Text, audio, and code sequences depend on position information to decipher meaning. Large language models (LLMs) such as the Transformer architecture do not inherently contain order information and regard sequences as sets. The concept of Position Encoding (PE) is used here, assigning a unique vector to each position. This approach is crucial for LLMs to achieve better understanding. There are various PE methods, including absolute and relative types, and these are key components in LLMs that adapt to different tokenization techniques. However, discrepancies in the tokenization process can cause difficulties in precise position addressing in sequences.
Initially, attention mechanisms did not need the PE component as they were used together with Recurrent Neural Networks (RNNs). However, the introduction of Memory Network employed PE along with attention by using learnable vectors for relative positions. PE became more popular with the Transformer architecture which explored both absolute and relative PE types. This led to several enhancements such as efficient bias terms and Contextual Position Encoding (CoPE), a system that provides context to position measurement.
Meta researchers introduced CoPE, a mechanism that identifies token positions according to context vectors. CoPE is capable of setting up fractional positional values that need embedding interpolation for computation. These embeddings are crucial for refining the attention operation by integrating positional data. Reports indicate that CoPE performs impressively in tasks such as counting and selective copying. It surpasses other token-based PE techniques, especially in out-of-domain contexts.

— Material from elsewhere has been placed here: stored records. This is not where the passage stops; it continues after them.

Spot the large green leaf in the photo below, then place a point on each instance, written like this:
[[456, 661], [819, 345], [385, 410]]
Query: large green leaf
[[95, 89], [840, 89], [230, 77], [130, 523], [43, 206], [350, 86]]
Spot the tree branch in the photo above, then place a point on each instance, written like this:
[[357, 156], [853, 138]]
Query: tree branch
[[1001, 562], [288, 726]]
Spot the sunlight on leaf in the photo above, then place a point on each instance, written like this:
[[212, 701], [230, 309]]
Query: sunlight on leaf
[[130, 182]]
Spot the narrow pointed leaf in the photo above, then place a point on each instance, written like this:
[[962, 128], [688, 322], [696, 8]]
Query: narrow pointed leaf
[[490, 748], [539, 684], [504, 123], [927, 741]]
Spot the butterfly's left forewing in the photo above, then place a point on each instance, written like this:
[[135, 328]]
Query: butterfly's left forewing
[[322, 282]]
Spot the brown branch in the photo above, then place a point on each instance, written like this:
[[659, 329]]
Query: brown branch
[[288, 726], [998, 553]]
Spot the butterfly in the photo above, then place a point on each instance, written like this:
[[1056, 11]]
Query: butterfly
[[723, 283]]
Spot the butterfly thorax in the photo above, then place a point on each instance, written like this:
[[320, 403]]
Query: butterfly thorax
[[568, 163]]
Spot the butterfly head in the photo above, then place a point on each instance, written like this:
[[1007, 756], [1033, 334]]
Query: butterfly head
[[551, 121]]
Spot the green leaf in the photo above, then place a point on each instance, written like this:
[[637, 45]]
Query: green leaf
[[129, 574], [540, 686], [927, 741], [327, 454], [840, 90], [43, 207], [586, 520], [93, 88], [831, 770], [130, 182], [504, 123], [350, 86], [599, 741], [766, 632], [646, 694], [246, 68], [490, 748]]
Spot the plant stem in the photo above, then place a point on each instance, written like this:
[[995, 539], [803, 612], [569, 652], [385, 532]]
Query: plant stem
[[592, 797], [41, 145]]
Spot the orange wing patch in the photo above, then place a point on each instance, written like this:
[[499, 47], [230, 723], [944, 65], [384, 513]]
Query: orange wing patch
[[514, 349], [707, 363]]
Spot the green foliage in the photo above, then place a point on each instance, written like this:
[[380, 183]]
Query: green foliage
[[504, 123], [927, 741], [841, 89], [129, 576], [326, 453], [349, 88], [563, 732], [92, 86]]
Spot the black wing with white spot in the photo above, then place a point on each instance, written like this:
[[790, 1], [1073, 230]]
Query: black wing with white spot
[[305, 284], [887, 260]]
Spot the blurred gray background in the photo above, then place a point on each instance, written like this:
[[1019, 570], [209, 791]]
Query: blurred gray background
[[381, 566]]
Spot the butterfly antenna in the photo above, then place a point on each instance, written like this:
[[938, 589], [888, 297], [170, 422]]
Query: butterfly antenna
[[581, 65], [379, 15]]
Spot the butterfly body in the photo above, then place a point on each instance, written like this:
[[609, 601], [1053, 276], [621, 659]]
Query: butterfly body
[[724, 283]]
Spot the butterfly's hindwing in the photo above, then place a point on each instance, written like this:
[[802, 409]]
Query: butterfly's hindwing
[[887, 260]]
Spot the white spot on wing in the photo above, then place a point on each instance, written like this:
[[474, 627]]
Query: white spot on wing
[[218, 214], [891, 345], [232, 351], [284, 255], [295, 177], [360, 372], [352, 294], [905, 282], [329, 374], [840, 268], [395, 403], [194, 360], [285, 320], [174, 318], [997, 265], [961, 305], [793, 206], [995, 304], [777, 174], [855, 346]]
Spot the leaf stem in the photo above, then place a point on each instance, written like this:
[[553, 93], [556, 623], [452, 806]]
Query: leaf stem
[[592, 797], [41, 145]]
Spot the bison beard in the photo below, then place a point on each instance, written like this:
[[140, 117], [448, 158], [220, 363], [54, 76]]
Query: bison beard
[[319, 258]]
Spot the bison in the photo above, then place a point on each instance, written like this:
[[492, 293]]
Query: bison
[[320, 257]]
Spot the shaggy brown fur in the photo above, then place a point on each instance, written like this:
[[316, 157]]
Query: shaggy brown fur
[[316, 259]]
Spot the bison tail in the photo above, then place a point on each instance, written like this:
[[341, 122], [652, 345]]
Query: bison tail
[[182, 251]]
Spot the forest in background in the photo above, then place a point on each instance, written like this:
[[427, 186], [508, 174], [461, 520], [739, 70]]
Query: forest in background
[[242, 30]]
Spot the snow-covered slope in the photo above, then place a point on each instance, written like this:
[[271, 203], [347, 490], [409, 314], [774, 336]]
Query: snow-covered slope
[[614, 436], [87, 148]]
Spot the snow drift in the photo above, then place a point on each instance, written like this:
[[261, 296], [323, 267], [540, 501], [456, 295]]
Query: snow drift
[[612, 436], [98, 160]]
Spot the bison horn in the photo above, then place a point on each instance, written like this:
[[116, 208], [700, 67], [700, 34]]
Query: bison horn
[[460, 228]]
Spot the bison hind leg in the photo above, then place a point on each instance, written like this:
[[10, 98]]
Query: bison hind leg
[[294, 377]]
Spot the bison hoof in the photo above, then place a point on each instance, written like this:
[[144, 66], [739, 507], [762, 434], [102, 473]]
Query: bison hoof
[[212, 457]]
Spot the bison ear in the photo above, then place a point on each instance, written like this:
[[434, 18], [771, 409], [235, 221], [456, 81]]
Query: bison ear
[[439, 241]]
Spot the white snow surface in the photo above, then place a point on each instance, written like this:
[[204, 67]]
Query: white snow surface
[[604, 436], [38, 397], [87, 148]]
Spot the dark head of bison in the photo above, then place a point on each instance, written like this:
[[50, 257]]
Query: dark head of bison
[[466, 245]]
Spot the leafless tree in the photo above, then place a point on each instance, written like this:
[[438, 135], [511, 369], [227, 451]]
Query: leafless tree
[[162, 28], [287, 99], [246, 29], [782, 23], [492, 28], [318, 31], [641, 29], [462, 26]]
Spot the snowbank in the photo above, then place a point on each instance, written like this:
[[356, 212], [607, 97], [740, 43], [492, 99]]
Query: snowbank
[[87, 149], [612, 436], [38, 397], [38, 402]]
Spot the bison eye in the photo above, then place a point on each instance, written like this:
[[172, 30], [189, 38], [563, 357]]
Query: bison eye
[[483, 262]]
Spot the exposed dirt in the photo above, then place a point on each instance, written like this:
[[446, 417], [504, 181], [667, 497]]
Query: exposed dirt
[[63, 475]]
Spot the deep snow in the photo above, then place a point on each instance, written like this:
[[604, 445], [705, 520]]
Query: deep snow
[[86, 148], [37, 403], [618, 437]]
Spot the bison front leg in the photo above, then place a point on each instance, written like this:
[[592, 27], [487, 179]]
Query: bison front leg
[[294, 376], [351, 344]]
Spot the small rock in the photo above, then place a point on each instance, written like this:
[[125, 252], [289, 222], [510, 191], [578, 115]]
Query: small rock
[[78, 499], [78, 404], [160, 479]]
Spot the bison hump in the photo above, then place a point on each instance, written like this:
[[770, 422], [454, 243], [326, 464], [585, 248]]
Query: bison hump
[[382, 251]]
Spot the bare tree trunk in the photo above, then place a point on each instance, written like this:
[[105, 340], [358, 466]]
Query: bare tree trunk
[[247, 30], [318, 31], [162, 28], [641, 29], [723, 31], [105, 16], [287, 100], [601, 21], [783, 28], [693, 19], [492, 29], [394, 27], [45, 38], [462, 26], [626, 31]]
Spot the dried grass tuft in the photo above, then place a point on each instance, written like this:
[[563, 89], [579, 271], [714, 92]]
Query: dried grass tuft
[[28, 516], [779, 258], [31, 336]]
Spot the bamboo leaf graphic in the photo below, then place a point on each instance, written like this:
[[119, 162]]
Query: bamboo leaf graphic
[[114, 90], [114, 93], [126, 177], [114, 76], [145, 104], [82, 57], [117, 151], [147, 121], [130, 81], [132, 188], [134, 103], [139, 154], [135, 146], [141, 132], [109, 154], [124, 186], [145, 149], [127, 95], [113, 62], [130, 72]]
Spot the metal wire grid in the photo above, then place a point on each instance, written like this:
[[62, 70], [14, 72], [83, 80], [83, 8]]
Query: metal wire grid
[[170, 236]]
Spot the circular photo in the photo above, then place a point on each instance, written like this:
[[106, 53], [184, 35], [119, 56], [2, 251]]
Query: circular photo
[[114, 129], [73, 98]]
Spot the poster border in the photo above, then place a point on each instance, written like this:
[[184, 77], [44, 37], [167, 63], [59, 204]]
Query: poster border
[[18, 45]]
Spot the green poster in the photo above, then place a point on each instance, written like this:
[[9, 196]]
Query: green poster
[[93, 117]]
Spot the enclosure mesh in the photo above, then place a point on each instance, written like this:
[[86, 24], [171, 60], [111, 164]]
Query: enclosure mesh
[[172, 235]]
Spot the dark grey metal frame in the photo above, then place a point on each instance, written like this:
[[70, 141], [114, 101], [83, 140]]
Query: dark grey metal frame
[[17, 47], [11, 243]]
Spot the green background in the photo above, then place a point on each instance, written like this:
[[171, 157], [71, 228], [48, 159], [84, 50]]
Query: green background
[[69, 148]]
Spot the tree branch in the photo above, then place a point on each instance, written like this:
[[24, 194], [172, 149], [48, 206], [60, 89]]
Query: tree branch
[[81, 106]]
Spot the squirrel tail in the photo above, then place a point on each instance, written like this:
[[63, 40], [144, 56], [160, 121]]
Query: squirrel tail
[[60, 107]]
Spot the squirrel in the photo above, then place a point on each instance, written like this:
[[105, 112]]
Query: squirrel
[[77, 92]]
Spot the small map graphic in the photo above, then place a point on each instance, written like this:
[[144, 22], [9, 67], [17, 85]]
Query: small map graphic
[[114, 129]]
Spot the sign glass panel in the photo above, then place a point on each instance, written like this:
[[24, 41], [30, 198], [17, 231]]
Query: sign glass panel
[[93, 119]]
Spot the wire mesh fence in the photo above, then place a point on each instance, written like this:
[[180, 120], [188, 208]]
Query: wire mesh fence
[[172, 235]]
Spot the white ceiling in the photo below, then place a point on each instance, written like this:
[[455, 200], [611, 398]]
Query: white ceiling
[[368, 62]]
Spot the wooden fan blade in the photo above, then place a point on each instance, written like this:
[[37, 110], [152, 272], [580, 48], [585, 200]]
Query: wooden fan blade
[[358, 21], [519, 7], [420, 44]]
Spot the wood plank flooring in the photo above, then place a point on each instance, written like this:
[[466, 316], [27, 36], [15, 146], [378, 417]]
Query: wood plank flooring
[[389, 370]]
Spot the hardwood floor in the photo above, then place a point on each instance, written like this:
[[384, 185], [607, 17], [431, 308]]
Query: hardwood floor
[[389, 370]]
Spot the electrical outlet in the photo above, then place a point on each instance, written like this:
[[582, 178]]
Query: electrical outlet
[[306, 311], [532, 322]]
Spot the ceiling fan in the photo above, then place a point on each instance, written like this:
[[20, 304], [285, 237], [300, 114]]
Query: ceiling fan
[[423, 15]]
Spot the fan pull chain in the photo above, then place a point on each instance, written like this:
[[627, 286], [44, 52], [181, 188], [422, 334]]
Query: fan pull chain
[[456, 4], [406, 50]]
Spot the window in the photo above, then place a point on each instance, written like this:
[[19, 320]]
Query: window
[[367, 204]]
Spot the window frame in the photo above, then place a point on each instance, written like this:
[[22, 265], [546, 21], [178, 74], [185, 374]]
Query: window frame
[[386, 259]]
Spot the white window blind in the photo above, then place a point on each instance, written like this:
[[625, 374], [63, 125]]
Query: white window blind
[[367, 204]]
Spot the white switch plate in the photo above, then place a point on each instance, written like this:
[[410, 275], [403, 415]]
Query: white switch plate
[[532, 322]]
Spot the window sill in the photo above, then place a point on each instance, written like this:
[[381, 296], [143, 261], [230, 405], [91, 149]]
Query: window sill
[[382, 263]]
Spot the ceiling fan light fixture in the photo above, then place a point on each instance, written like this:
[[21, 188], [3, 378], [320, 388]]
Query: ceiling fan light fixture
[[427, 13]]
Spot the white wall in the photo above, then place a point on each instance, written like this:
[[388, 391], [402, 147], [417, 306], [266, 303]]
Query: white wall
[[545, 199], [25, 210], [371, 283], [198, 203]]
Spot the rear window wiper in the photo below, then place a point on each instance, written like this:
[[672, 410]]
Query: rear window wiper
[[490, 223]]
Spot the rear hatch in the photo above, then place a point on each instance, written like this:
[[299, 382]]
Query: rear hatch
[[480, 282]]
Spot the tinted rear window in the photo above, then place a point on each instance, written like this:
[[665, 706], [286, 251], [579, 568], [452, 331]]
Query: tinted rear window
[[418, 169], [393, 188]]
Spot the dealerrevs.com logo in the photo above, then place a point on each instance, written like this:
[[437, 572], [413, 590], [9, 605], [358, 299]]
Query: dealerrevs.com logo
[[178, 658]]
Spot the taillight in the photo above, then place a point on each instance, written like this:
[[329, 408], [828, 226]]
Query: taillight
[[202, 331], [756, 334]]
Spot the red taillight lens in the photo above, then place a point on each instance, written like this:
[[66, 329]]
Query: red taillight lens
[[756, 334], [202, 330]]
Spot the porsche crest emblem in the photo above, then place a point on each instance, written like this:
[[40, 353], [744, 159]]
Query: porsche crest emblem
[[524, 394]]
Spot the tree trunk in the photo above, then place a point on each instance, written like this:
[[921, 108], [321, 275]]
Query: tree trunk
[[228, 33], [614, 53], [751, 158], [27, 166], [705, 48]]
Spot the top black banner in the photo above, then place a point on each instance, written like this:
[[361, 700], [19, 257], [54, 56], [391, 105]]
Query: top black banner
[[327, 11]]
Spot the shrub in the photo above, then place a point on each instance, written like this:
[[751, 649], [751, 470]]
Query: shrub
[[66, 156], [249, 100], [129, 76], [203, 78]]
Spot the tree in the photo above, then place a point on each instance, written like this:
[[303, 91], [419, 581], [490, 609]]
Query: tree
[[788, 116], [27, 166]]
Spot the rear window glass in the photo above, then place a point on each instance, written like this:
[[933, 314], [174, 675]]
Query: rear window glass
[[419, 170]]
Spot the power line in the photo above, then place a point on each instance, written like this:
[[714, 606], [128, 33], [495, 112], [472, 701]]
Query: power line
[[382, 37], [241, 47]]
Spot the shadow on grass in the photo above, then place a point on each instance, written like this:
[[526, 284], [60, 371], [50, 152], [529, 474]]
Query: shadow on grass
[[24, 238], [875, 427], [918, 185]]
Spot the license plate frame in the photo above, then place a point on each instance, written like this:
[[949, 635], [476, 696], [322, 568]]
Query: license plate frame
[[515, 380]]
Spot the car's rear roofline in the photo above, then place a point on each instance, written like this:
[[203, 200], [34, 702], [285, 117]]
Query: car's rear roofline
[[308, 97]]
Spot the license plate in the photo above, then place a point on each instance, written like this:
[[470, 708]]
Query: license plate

CoPE’s position measurement technique is context-dependent. This innovative system is computed for each query-key pair, enabling differentiation via backpropagation. Positional values are computed by adding up the gate values between the target and current tokens. CoPE extends the possibilities for relative PE by incorporating various positional concepts beyond token counts. While the values produced by CoPE can be fractional, standard position encodings occasionally fail in tasks that call for precise counting. This necessitates the use of advanced techniques like CoPE.
Among all the PE methods compared, absolute PE performed the worst. CoPE outperformed relative PE and showed further improvement when used in combination with relative PE. CoPE’s superiority was evident through its performance in general language tasks and comparing its performance in code datasets. The result showed an improvement of 17% over Absolute PE and 5% over RoPE.
The paper introduces CoPE, a sturdy method for position encoding that measures it contextually, deviating from the token-based approach. This method offers more flexibility in positional addressing and has shown improvement across various tasks in both text and code domains. Future scope of CoPE extends to areas such as video and audio where token position may not be as suitable, and larger models could be trained using CoPE, further evaluating their downstream task performance.